Setelah makan malam usai, ayah, ibu, adik Zahra, beserta Zahra berkumpul di ruang keluarga sambil bercerita-cerita kejadian yang mereka lewati seharian tadi. Kegiatan seperti itu sudah sering dilakukan keluarga Zahra sebagai pengerat hubungan diantara mereka.

“Ra kalo ada yang melamar ara, ara mau menikah?” Tanya ayahnya Zahra yang membuat Zahra kaget.
“Maksud ayah?”
“Ya ayah tanya aja”
“Asal lelaki itu pilihan ayah, dan ayah percaya, Insya Allah ara mau”
“Emang ara belum punya pilihan?”
“Sempat beberapa kali ara punya pilihan yah, tapi ternyata waktu yang terus berjalan bisa mengikis keyakinan ara untuk pria yang udah ara pilih tadinya”
“Jadi kamu masih bimbang?”
“Iya yah,”
“Bukannya ayah memaksa kamu untuk menikah, tapi umur kamu sudah semakin bertambah nak, menikah juga sunnah Rasul yang pastinya berpahala”
“Iya yah, ara juga sadar tentang itu, tapi mau gimana lagi, ara belum ada pilihan dan kalau ada pilihan yang menurut ayah dia cocok buat ara, ara setuju”
“Ayah gak mau menjodoh-jodohkan kamu ra, ayah maunya kamu yang menyetujui pernikahan yang mau kamu jalani kedepannya nanti”
“Iya yah, Insya Allah sunnah Rasul ini bisa ara jalankan nanti kedepannya”
“Aamiin nak”

Hari ini Zahra berangkat ke tempat kerja naik bus umum karena motornya sedang ada perbaikan. Jika ditempuh dengan bus paling cepat Zahra akan tiba di kantornya selama 30 menit perjalanan. Di dalam bus ara duduk bersama wanita muslim berhijab namun hijabnya ala-ala modern. Wanita itu bertanya kepada Zahra.

“Mau ke mana mbak?”
“Mau kerja, mbak sendiri mau ke mana?” Tanya Zahra
“Mau ke kampus, nama saya Wina mbak, nama mbak siapa?” Tanya wanita itu seraya mengulurkan tangan kanannya pada Zahra.
“Nama saya Zahra,” ucap Zahra seraya menjabat uluran tangan wanita itu dengan tersenyum.
“maaf mbak sebelumnya, boleh tanya gak?”
“Boleh boleh aja mbak, silahkan”
“Kenapa mbak betah pake jilbab lebar gitu? Emang ntar dapet jodohnya gak susah?”

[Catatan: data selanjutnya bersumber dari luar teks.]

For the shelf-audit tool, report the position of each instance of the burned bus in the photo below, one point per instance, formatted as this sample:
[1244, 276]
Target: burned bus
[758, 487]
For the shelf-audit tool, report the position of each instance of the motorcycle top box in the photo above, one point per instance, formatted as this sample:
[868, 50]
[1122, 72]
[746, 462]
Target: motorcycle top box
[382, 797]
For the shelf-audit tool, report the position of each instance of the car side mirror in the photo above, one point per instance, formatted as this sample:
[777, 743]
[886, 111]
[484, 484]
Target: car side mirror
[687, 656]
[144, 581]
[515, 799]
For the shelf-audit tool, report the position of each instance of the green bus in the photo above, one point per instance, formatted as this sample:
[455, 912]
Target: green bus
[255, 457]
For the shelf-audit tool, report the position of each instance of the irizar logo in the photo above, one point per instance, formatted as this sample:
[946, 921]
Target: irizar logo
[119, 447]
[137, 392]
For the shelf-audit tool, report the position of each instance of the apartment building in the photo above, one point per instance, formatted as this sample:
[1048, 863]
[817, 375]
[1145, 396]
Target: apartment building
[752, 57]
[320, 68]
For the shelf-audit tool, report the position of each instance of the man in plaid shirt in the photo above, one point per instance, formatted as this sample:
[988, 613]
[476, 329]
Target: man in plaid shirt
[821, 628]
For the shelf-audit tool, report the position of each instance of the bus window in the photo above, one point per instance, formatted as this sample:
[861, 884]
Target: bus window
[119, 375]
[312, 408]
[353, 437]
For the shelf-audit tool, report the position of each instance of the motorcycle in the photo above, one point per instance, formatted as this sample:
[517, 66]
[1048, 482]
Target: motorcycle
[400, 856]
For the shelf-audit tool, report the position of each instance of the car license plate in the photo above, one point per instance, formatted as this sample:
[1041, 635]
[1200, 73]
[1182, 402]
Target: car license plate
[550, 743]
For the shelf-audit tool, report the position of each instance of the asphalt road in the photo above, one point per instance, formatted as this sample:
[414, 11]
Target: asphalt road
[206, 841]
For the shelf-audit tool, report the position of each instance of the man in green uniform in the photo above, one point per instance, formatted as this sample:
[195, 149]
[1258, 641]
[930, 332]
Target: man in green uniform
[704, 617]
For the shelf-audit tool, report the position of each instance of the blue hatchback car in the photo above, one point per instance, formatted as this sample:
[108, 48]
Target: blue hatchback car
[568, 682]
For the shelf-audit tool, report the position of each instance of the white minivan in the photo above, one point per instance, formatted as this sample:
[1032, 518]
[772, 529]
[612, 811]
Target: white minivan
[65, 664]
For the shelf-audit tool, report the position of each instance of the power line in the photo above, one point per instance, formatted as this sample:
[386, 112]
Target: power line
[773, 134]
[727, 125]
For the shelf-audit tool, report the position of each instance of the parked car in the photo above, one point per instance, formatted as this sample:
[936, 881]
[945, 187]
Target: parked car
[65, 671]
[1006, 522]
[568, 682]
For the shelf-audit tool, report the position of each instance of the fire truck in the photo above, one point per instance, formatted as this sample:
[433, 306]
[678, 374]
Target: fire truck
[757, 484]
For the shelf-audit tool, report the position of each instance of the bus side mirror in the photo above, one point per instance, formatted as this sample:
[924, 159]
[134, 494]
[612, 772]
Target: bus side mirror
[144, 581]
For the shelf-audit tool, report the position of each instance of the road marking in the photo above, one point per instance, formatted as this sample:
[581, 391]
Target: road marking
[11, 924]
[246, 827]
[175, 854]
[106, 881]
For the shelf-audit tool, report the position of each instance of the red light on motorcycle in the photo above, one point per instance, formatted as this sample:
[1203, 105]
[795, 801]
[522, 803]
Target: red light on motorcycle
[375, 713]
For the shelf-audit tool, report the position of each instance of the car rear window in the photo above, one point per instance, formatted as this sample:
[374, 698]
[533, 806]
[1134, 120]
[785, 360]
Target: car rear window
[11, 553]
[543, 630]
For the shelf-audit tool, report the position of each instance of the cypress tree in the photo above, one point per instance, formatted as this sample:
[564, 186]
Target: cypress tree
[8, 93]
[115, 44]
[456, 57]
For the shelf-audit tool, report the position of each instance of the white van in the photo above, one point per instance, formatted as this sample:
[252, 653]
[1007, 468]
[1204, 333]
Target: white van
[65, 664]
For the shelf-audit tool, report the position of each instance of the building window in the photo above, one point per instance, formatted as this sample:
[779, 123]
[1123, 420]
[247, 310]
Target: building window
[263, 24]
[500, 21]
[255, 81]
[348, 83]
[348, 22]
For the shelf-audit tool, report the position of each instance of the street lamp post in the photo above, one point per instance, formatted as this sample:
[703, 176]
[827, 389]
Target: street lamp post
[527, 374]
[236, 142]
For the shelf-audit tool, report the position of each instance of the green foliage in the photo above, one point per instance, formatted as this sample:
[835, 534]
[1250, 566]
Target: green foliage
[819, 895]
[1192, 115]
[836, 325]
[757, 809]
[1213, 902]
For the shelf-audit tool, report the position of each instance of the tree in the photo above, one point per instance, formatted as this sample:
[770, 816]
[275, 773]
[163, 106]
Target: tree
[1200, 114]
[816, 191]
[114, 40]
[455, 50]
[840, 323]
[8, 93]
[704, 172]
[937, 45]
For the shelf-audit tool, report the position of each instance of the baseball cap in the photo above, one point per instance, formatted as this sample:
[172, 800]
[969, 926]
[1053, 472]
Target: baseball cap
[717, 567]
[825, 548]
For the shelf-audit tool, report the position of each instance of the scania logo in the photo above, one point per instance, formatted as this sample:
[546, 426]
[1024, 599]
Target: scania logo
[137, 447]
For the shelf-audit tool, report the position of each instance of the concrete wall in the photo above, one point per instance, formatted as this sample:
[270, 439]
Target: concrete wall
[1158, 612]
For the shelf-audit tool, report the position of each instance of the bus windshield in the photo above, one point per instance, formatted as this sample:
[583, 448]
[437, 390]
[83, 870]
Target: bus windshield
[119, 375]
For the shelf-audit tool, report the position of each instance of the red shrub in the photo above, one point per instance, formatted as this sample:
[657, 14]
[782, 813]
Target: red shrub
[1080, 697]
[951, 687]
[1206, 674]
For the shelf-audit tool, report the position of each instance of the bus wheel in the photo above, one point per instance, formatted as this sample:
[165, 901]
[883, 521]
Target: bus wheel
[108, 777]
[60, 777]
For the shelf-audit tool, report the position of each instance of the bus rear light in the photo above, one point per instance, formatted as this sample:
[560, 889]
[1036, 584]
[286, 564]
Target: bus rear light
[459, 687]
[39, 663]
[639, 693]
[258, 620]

Aku terhenyak mendengar pertanyaan ini. Moral macam apa yang sudah tertanam di benak pemuda-pemudi medern saat ini. Aku terdiam beberapa saat sambil memperhatikan wajah wanita itu.

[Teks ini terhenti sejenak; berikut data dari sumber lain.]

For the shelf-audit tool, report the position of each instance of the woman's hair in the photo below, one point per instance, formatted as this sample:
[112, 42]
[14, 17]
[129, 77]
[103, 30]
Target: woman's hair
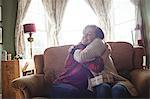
[98, 31]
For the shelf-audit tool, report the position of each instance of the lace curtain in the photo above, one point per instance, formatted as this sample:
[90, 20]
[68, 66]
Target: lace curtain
[55, 10]
[102, 9]
[19, 36]
[138, 24]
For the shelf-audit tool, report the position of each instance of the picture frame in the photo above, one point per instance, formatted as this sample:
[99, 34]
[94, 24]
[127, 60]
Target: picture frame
[1, 35]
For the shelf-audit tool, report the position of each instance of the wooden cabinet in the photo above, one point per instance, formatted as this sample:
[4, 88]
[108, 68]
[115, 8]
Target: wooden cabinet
[10, 71]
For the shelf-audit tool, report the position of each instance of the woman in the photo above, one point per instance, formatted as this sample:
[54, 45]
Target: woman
[85, 61]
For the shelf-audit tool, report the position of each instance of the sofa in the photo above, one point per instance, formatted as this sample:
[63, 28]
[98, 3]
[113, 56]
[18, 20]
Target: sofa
[128, 60]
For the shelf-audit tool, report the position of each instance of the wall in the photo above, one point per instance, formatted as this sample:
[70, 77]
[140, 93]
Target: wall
[9, 19]
[146, 16]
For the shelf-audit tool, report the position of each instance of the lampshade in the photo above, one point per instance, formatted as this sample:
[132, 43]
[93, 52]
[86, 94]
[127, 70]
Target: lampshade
[29, 28]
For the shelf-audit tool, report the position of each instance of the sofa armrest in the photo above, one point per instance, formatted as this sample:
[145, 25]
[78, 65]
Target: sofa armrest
[32, 86]
[141, 79]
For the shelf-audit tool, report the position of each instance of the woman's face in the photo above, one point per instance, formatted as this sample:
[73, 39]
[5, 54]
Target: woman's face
[88, 36]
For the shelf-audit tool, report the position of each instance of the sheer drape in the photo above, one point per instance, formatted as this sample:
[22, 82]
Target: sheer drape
[55, 10]
[102, 9]
[19, 36]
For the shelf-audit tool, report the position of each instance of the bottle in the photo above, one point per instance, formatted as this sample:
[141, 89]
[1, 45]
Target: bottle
[4, 55]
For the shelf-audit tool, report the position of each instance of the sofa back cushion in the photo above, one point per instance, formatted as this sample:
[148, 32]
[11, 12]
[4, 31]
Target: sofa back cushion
[54, 59]
[122, 55]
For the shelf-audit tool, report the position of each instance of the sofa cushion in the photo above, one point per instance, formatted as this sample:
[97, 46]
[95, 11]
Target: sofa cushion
[122, 55]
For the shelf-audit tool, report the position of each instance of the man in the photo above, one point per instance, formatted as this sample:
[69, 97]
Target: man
[85, 61]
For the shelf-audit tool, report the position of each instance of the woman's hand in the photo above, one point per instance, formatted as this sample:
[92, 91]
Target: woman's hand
[107, 53]
[107, 77]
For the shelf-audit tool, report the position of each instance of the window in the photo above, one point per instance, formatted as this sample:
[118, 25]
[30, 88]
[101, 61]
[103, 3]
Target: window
[37, 15]
[77, 15]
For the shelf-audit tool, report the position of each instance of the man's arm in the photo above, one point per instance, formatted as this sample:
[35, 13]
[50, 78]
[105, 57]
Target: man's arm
[94, 49]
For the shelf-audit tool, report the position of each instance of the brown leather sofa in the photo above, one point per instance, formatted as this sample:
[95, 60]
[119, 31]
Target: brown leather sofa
[127, 59]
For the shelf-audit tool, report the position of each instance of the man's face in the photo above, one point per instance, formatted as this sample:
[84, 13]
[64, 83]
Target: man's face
[88, 36]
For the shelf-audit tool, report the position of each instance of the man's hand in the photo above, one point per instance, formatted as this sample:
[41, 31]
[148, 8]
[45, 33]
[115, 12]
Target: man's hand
[107, 77]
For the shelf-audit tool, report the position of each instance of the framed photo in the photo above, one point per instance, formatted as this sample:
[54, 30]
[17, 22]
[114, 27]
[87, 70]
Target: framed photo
[1, 35]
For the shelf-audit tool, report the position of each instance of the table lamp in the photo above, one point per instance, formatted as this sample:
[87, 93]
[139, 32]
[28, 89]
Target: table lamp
[30, 28]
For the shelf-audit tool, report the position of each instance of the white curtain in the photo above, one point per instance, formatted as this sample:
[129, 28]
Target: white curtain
[102, 9]
[55, 10]
[138, 24]
[19, 36]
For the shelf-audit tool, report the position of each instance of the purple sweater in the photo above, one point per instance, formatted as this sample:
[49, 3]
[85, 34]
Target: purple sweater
[77, 74]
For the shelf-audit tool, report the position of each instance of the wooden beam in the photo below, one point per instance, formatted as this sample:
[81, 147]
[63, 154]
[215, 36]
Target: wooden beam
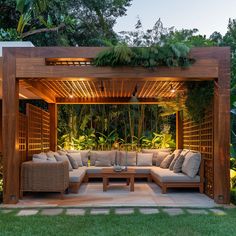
[41, 91]
[201, 69]
[52, 107]
[11, 158]
[109, 100]
[222, 130]
[179, 130]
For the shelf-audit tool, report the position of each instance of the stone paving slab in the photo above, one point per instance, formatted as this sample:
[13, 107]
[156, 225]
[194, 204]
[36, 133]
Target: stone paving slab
[124, 211]
[197, 211]
[218, 212]
[75, 212]
[149, 211]
[100, 211]
[27, 212]
[51, 212]
[6, 211]
[173, 211]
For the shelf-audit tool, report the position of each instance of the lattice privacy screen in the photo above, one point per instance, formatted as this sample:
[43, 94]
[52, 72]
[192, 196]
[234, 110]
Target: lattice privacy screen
[199, 137]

“Hidup dalam naungan islam itu jangan dipersulit karena memang gak sulit mbak. Ketika diwajibkan untuk memakai hijab, kita harus memakainya, dan masalah jodoh itu sudah diatur sama Sang Pencipta. Tinggal bagaimana kitanya yang berusaha untuk mendapatkan jodoh yang baik. Bukankah semua orang ingin mendapatkan jodoh yang terbaik termasuk mbak juga”
“Iya, tapi yang saya pakai ini juga kan hijab, sama-sama menutup aurat”
“Allah sudah berfirman dalam Al-kitab Nya yaitu Al Qur’an, Allah memerintahkan kita, kaum hawa untuk menjulurkan hijabnya sampai menutup dada. Dan sebuah hijab itu bukanlah kain pembungkus yang masih akan menampakkan apa yang ia bungkus, tapi menutupi apa yang seharusnya ditutupi”
“Jadi cara berpakaian saya ini salah?”
“Bukan salah, tapi belum tepat, cobalah untuk menutup aurat yang lebih syar’i dan sesuai standar islam. Perlahan-lahan tidak apa, dari pada tidak sama sekali”
“Terimakasih pencerahannya mbak, saya beranggapan bahwa wanita yang berjilbab lebar tidak memiliki cinta untuk lawan jenisnya, karena terkadang untuk sekedar bergaul aja gak mau mbak. Gimana menurut mbak?”
“Lagi-lagi tentang cinta, tak jarang wanita yang berjilbab lebar di judge tidak memiliki cinta untuk lawan jenisnya. Bukannya tidak memiliki tapi tidak ditunjukkan layaknya Fatimah dan Ali, karena memang cinta itu bukan buat diumbar, cukuplah kamu dan Tuhan yang tau, serta suami mu jika kamu sudah bersuami kelak”
“Lega rasanya dapet pencerahan seperti ini, doakan semoga saya bisa istiqomah untuk memperbaiki diri ya mbak” ucapnya dengan senyum ketulusan.
“Aamiin Allahumma Aamiin” Zahra mengAamiini dengan senyum lega.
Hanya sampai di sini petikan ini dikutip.